Banking & Finance News South Africa

Businesses, unions want state to peg rand value at R10,50/$

Eleven major manufacturers and SA's three main labour federations yesterday, 10 May 2010, called for the weakening of the rand to make SA more competitive and save manufacturing sector jobs.

This is the first concerted effort by business and the labour movement to exert more pressure on the government to devalue the rand.

They also called on the government to promote more “buy-local” procurement policies, but denied that they wanted protectionism.

Call for protection

The Congress of South African Trade Unions (Cosatu), the Federation of Unions of SA (Fedusa), the National Council of Trade Unions (Nactu) and manufacturers of car parts, electronics, glass, petroleum and steel said they would lobby the government to change aspects of industrial policy.

They want the government to intervene aggressively in the economy to lower interest rates, introduce protection for the manufacturing sector, ensure a stable currency and harness its R800bn infrastructure spend to promote employment and develop SA's industrial base.

The textile industry has had to compete with cheap Chinese imports for market share, and was cited as one of the industries that needed protection.

Cosatu general secretary Zwelinzima Vavi said that “a progressive approach is needed to attend to the issue of a weak currency”.

He suggested that the rand should be pegged at R10,50/US$.

Vavi said SA had made a mistake when it left “things absolutely to the market” as it was now facing a “crisis of deindustrialisation”.

Signatories

Signatories to the declaration included the PG Group, PG Bison, Sasol, Hulamin, Desmond Equipment, Bell Equipment, Amka Products, Consol Glass, ArcelorMittal, Altron and the National Association of Automotive Component and Allied Manufacturers, the industry body that manufactures automotive components.

Stewart Jennings, CE of the PG Group, said the rand should be “linked to a basket of currencies” to protect local industries, especially in manufacturing, which now accounted for 16% of gross domestic product.

Jennings said that both the manufacturing and tourism sectors would benefit from a competitive currency.

“We have been looking north to solve our problems, and we need to look at the east and other developing countries,” he said.

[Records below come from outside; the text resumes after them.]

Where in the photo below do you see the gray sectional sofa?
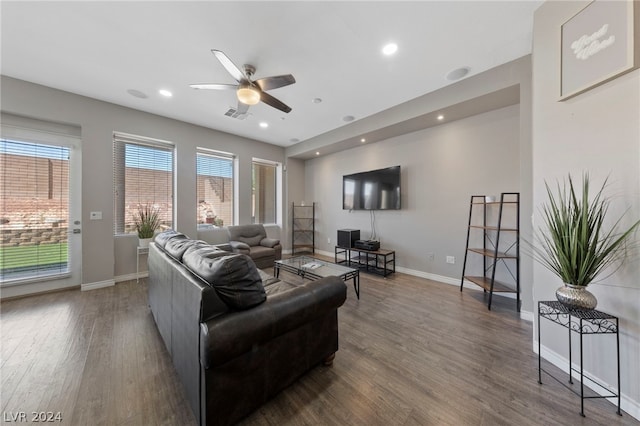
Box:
[148,231,346,425]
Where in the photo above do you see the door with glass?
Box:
[0,123,82,293]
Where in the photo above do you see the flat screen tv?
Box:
[342,166,400,210]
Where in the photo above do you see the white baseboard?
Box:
[114,271,149,283]
[80,280,116,291]
[533,340,640,420]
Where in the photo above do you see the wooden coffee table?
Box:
[273,256,360,299]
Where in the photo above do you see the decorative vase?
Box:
[138,237,153,248]
[556,283,598,310]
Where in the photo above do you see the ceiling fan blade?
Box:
[211,49,247,82]
[236,101,249,114]
[260,92,291,113]
[254,74,296,90]
[189,83,238,90]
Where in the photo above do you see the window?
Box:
[0,139,69,282]
[252,160,278,223]
[113,133,174,235]
[196,149,234,226]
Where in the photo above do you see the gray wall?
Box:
[533,1,640,412]
[1,76,285,297]
[305,105,520,283]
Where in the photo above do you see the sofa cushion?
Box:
[260,238,280,248]
[164,237,208,262]
[182,250,267,310]
[153,229,188,250]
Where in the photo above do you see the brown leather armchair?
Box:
[227,224,282,269]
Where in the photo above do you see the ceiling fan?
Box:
[189,49,296,114]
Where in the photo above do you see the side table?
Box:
[538,301,622,417]
[136,247,149,283]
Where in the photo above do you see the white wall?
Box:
[305,105,520,292]
[533,1,640,418]
[1,76,285,297]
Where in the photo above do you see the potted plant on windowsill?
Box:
[133,204,160,247]
[533,174,640,309]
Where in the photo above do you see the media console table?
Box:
[335,246,396,277]
[538,300,622,417]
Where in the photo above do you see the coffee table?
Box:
[273,256,360,299]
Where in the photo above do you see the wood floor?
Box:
[0,274,640,426]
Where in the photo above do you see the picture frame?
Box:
[559,0,640,101]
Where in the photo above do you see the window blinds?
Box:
[196,148,234,226]
[113,133,174,235]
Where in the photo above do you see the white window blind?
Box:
[0,139,69,282]
[252,160,278,223]
[196,148,234,226]
[113,133,174,235]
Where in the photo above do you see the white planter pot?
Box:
[138,238,153,248]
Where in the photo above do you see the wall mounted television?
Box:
[342,166,401,210]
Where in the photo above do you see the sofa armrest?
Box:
[200,277,347,369]
[213,243,233,252]
[260,238,280,248]
[229,241,251,254]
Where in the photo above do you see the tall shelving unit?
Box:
[460,192,520,312]
[291,203,316,256]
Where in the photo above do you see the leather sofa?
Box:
[227,224,282,269]
[148,231,346,425]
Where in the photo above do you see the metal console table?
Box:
[538,301,622,417]
[334,246,396,277]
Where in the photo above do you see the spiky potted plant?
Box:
[133,204,160,247]
[533,173,640,309]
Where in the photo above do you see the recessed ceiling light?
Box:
[127,89,149,99]
[447,67,471,81]
[382,43,398,56]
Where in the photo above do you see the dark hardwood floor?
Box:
[0,273,640,426]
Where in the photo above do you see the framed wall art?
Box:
[560,0,640,101]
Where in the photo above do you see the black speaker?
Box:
[338,229,360,248]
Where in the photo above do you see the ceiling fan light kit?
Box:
[236,85,260,105]
[190,49,296,116]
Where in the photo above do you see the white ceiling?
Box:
[1,0,542,146]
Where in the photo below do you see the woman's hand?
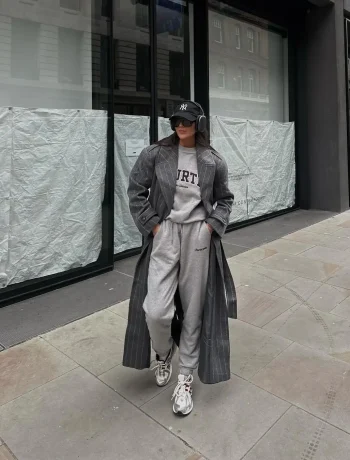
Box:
[152,224,160,236]
[207,224,214,233]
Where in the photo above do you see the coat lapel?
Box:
[197,147,215,204]
[157,145,179,212]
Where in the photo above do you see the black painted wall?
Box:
[297,0,349,212]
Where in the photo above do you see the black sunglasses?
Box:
[173,118,194,128]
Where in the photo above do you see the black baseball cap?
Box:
[170,101,203,121]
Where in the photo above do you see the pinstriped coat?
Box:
[123,141,237,383]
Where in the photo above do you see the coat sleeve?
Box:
[128,148,160,236]
[207,158,234,237]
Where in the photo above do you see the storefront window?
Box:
[114,0,151,254]
[209,1,295,222]
[0,0,108,288]
[157,0,193,118]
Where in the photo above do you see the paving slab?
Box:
[0,271,133,348]
[222,241,249,258]
[229,259,281,293]
[334,226,350,238]
[261,238,315,255]
[273,277,322,303]
[247,265,297,286]
[237,286,295,327]
[108,293,129,320]
[331,297,350,319]
[0,338,77,406]
[244,407,350,460]
[257,254,340,281]
[264,305,350,361]
[305,219,340,235]
[326,268,350,290]
[0,368,195,460]
[142,376,289,460]
[283,230,350,251]
[303,246,350,266]
[229,320,292,379]
[307,284,350,312]
[252,343,350,433]
[99,354,179,407]
[283,230,325,245]
[0,446,16,460]
[233,248,277,264]
[43,310,127,375]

Jennings also said that he found it “very difficult to engage with the National Treasury” on the issue, and called for this department to be “realigned” to operate more sensitively to the needs of the industry.

Job losses

Statistics released last week showed the economy had shed more than 171000 jobs in the first quarter of this year.

Last week, Trade and Industry Minister Rob Davies said in his department's budget speech to Parliament that the wholesale, retail trade and manufacturing industries had been hit hardest by job losses.

Nactu's Manene Samela said that there was a need to “deepen engagement” with business that would “strengthen the resolve to save jobs”.

Fedusa spokesman Asley Williams supported the sentiments, calling for “labour intensive jobs (to) be created to alleviate the poverty levels”.

The labour federations represented altogether about 2,7-million members.